Trading Question: What if I lose because I get too eager to reach my goals?

In response to my previous series on improving trading performance (check out part 1 and part 2 of that series), a trader and blog reader emailed me a great trading question.

Trading Question

I have been grinding out small profits lately by telling myself that I am willing to not take any trades on a given day.  It seems to be working as I am taking most of the good trades I see and avoiding eagerness and bad trades. The problem is when I set monetary goals or how many points I could make I tend to be too eager and typically lose money or breakeven.  I wish I could set goals of beating my best like you said to get better faster but I dont want to become overeager and take poor trades when I am now finally starting to get good. Can you provide some advice on this?

Performance Insight

This is a great trading question, and I wanted to highlight it in this post because it will allow me to clarify my previous posts while serving to help others who may have the same issue.

To put it briefly, traders need to focus on process even when they have quantitative goals. When I talked about always setting new goals to beat your best, I wasn’t referring to coming into the day with a specific goal of beating your best point or dollar total that day. Rather, the goal should be a general motivational tool that serves to accelerate your learning and improve your focus. The goal is what gets you to work harder, study the markets more, and dig deeper. Because of the goal, you’ll be more prepared on any given day to beat your best. But you shouldn’t come into the day trying to force it.

You see, there’s a difference between forcing it by becoming too eager, and focusing on process while taking what the market gives you. This trader is doing the exact correct thing in being willing to not take trades on any given day if the opportunities aren’t there. He’s not forcing it, and because of that he’s doing well. Having a goal to beat his best doesn’t have to make him force it and get into bad trades. That’s not what it’s about. He shouldn’t come into the day trying to beat his best by enforcing his will on the market. Rather, he’ll already be in a position to beat his best because of all the work he’s putting in as a result of his goal. The goal is pushing him to learn to read the markets better and to execute better. This growth in skill will allow him to eventually beat his best, and to continually achieve new bests. But these new bests will happen naturally on their own when conditions happen to be right, and he trades correctly. They won’t be forced with artificial points targets and over-eagerness on a specific day before it can really be known what that day will provide.

My Advice

To this trader I say to keep doing what you’re doing, but create the goals as general signposts to make you work harder and accelerate your learning rather than making them specific goals for any particular day. Then, when the right conditions are there all the hard work will pay off and you’ll naturally beat your previous best. You won’t know which day that will be and you won’t try to force it ahead of time. You’ll focus on the process and let it take care of itself.

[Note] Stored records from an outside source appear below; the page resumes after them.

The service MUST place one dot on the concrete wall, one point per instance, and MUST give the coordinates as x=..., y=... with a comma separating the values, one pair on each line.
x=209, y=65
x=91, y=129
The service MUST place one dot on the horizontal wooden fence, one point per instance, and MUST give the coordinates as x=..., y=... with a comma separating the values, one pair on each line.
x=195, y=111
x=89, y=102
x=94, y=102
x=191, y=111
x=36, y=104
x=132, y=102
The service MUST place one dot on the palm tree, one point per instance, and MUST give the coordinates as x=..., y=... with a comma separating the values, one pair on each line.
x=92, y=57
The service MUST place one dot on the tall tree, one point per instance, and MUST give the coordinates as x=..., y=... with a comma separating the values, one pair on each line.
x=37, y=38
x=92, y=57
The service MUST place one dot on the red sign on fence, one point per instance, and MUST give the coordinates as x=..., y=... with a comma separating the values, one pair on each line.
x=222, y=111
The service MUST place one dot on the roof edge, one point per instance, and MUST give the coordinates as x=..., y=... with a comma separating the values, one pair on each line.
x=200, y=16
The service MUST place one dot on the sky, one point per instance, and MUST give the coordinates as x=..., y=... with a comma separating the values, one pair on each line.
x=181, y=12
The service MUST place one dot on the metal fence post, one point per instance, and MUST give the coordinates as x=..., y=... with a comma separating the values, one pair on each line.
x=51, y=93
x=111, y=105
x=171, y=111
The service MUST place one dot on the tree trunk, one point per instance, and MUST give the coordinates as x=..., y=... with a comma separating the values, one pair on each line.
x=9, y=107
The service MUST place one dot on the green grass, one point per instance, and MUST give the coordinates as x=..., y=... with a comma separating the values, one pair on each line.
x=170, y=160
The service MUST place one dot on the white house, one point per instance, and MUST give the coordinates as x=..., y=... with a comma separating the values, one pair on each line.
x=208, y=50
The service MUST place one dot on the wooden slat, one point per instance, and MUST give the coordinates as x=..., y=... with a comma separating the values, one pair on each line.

So model the top golfers. They’re always trying to beat their best and score the lowest round they can, but their mind isn’t on a specific number when they’re out there on the course. Instead, on the course they’re thinking about one thing and one thing only: correct process. And they know that if they do everything correctly in terms of process, when conditions suit their style and things click, they’ll post that great round. So emulate that in your trading, and you’ll do great.

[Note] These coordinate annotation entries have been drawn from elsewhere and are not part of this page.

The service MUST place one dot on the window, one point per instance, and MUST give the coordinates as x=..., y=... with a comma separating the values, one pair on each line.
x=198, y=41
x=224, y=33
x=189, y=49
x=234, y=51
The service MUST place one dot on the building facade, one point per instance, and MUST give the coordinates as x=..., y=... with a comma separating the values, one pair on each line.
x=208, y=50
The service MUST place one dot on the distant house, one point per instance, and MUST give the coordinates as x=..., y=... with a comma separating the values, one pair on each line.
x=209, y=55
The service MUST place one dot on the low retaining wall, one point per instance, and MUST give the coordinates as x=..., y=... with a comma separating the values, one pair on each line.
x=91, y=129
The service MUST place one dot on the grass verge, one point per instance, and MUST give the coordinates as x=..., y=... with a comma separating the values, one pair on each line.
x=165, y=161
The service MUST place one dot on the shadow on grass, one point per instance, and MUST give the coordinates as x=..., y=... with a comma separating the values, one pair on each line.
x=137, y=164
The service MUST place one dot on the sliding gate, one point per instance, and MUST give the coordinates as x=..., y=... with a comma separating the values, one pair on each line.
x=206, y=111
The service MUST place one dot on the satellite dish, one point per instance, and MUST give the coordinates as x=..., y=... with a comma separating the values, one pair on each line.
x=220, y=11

Do you have any problem areas that you have questions about? If so, feel free to ask any trading question you’d like in the comments section below.

  • Emini wizard

    nice blog/post article. Any forum that allows traders to interact and learn from each other is welcome. Low volatility lately has been the norm, but over time markets tend to reverse to the mean. Remember vix 90? Many of our traders want more action and have tried to migrate to other vehicles. I have suggested to them THE GOAL is survive this period, dont force trades, and when we see traders trapped, join the winning team. Today that idea played out in spades for the emini sp.Hard enough being proficient in one or two vehicles, why re invent the wheel?
    Well done Ziad/ Awais

    • Thanks Emini wizard! I absolutely agree with what you’re saying…. as traders we often have to survive tough periods. This isn’t a 9 till 5 job where we get paid consistently by the hour. The majority of our profits come from a minority of days, and one of the key things all traders must learn to is how to survive the lean periods when the market is slow. It takes a certain understanding of the volatility cycle to be able to do that. But holding on to your money during this un-conducive periods is truly key. I think this warrants a blog post! Thanks for the insightful comment, and glad to have your participation on the blog.

  • That´s really good completion of preceding topic Ziad, thank you.
    For me it´s absolutely crucial to focus on process, that is what really matters. Once trader accept it,he´s much closer to succeed. It also removes lots of negative emotions, such as frustration, demotivation, etc.
    And beating my best is now exactly what I need to do.

    • Absolutely Petr, focusing on process allows you to decrease a lot of the negative emotions that are tied to $ and points. Glad you liked the posts.